Outros trabalhos de Srur que chamaram a atenção das pessoas nas ruas foram as esculturas em forma de garrafas PETS gigantes, instaladas às margens do Rio Tietê, e sua intervenção que vestiu coletes salva-vidas em monumentos da capital paulista. Ele também suspendeu a réplica de uma carruagem a 30 m de altura na Ponte Estaiada e levou milhares de ratos de borracha para o Vale do Anhangabaú, no centro da cidade. Em paralelo, desenvolveu performances não autorizadas, como A Arte Salva, em frente ao Congresso Nacional, em Brasília, como forma de trazer a arte como uma possibilidade de salvamento, um caminho alternativo para as pessoas.
“Agora, estou focado em uma série de pinturas feitas com fragmentos plásticos (Natureza Plástica). É um processo que começou com muita força na pandemia, já que não havia possibilidade de realizar intervenções nas ruas”, explica Srur. Ele conta que também está em processo de desenvolvimento de outro projeto muito importante, abrangendo três intervenções simultâneas, que será instalado na cidade de São Paulo.

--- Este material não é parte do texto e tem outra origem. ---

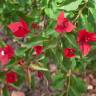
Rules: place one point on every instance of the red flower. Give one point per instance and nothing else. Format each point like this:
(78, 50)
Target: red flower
(69, 52)
(6, 54)
(35, 26)
(19, 29)
(11, 77)
(40, 75)
(83, 39)
(63, 24)
(38, 49)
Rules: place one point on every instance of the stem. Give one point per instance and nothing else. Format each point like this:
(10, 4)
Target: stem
(80, 12)
(69, 81)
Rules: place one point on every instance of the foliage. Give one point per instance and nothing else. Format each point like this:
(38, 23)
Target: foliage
(65, 82)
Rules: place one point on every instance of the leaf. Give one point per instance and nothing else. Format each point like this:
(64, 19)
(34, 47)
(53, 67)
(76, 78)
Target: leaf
(37, 67)
(73, 63)
(58, 81)
(76, 89)
(18, 93)
(49, 12)
(20, 52)
(71, 6)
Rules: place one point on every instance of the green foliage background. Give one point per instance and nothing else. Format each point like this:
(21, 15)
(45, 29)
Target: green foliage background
(81, 12)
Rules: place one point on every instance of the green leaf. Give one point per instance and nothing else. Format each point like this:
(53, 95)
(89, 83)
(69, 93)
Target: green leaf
(71, 6)
(20, 52)
(76, 89)
(50, 13)
(58, 81)
(73, 63)
(37, 67)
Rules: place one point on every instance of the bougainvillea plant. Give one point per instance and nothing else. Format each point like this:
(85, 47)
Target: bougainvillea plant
(46, 46)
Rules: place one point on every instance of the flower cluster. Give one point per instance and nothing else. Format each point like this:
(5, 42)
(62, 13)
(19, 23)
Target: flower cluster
(83, 39)
(20, 30)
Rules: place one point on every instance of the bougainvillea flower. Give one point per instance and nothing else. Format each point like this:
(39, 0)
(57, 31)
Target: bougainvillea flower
(69, 52)
(6, 54)
(38, 49)
(11, 77)
(40, 75)
(35, 26)
(83, 39)
(63, 24)
(19, 29)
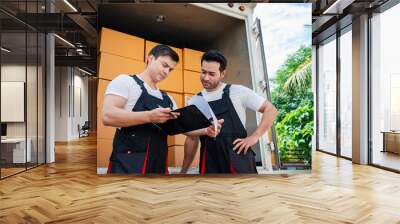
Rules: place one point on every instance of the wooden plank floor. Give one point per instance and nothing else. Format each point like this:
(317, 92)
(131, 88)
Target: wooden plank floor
(70, 191)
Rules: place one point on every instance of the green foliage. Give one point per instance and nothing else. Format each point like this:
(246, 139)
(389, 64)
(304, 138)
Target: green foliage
(293, 98)
(295, 134)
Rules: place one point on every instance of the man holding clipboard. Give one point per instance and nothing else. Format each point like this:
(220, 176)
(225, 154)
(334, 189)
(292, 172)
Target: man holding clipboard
(139, 110)
(230, 151)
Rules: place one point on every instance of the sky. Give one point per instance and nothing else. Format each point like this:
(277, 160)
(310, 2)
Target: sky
(285, 27)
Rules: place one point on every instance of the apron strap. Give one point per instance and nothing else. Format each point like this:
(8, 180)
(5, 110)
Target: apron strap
(140, 83)
(168, 99)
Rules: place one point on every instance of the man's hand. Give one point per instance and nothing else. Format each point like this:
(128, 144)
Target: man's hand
(210, 131)
(244, 144)
(162, 115)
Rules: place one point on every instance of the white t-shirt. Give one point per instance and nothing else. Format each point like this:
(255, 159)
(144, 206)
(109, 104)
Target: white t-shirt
(126, 87)
(241, 97)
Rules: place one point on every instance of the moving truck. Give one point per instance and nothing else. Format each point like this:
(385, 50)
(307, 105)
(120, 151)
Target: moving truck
(191, 29)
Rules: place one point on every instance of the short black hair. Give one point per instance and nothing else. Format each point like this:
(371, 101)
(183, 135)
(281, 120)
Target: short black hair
(216, 56)
(164, 50)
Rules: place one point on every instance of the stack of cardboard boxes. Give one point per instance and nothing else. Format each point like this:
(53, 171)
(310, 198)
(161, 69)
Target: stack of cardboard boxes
(126, 54)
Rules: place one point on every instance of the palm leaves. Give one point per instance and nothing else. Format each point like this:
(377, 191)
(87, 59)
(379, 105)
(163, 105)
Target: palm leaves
(300, 78)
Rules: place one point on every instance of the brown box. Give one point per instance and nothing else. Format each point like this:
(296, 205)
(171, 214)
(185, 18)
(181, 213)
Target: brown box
(173, 83)
(111, 66)
(192, 60)
(104, 149)
(191, 82)
(122, 44)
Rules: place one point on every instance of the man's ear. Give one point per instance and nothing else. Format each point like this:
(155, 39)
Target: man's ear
(223, 73)
(150, 58)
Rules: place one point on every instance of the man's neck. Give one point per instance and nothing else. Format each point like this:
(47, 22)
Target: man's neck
(216, 88)
(145, 76)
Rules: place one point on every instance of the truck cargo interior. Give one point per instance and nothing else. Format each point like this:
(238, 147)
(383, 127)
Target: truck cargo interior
(188, 26)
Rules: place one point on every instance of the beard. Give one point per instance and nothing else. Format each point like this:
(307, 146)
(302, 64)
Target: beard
(209, 85)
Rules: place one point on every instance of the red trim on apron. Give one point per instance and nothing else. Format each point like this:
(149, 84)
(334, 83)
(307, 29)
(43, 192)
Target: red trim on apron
(145, 159)
(232, 169)
(166, 163)
(109, 167)
(203, 163)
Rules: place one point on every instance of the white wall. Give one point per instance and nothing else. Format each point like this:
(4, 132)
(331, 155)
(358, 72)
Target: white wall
(71, 93)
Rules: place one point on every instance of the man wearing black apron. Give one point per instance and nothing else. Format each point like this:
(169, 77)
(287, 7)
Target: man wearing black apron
(135, 106)
(230, 151)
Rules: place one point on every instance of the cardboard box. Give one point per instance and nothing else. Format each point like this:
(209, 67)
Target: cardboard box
(173, 83)
(176, 140)
(110, 66)
(192, 60)
(191, 82)
(104, 149)
(122, 44)
(176, 155)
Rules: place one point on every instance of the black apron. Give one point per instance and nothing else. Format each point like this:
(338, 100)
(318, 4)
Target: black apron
(216, 154)
(141, 149)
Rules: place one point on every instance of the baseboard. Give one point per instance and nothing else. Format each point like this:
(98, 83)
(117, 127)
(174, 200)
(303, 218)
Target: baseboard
(102, 170)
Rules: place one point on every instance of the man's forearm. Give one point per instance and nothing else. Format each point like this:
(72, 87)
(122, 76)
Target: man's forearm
(267, 120)
(190, 149)
(199, 132)
(117, 117)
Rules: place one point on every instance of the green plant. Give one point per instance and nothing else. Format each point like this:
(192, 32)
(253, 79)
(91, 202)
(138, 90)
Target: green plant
(295, 133)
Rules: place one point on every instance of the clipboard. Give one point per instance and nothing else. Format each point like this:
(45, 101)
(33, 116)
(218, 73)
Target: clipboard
(190, 119)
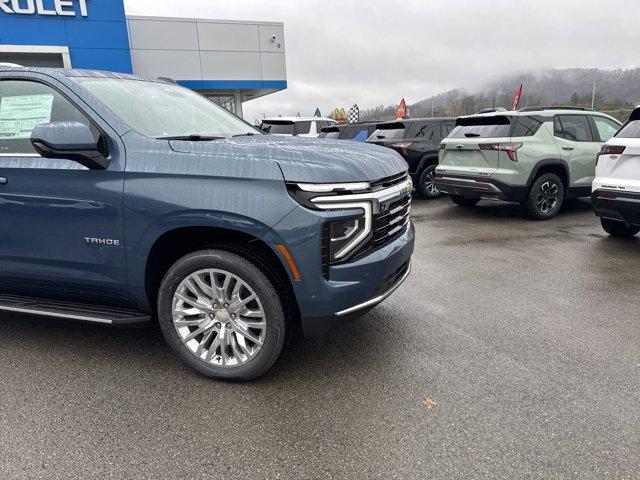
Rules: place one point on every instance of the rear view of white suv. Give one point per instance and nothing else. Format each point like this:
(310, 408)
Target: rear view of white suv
(616, 187)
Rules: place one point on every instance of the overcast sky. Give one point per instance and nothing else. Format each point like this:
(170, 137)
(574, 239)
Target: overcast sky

Segundo o artista, sua inspiração vem do cotidiano na cidade e das distorções que vemos na paisagem. “O que me inspira é o que inspiraria qualquer pessoa a fazer alguma transformação no mundo”, diz. Quanto à escolha da cidade como ponto de partida para suas provocações artísticas, Srur justifica: “O espaço público é muito sofrido, muito castigado, na maior parte das grandes metrópoles, mas principalmente em São Paulo. Por isso, além de levar a esses lugares beleza e uma relação estética diferente do que estamos acostumados a enfrentar, a ideia é provocar uma reflexão em milhares de pessoas, durante sua rotina caótica nos centros urbanos.”
Ou seja, ao invés de esperar as pessoas buscarem uma informação artística nos museus e galerias, Srur entrega a arte no dia a dia delas. “Esse diferencial gera uma situação surpresa, ‘um curto-circuito’, e a possibilidade de refletir de maneira diferente”, destaca. Segundo o artista, a obra não precisa estar distante, em um pedestal. “Arte boa é arte para todos. As intervenções urbanas são elaboradas dentro de uma sociedade, para qualquer pessoa. Elas permitem uma acessibilidade, uma aproximação, com todo tipo de público: crianças, intelectuais, homens e mulheres a caminho do trabalho… Há uma expansão da mensagem, de um modo muito amplo. O artista sempre deve estar preocupado em criar uma obra para o próximo, não para si mesmo.”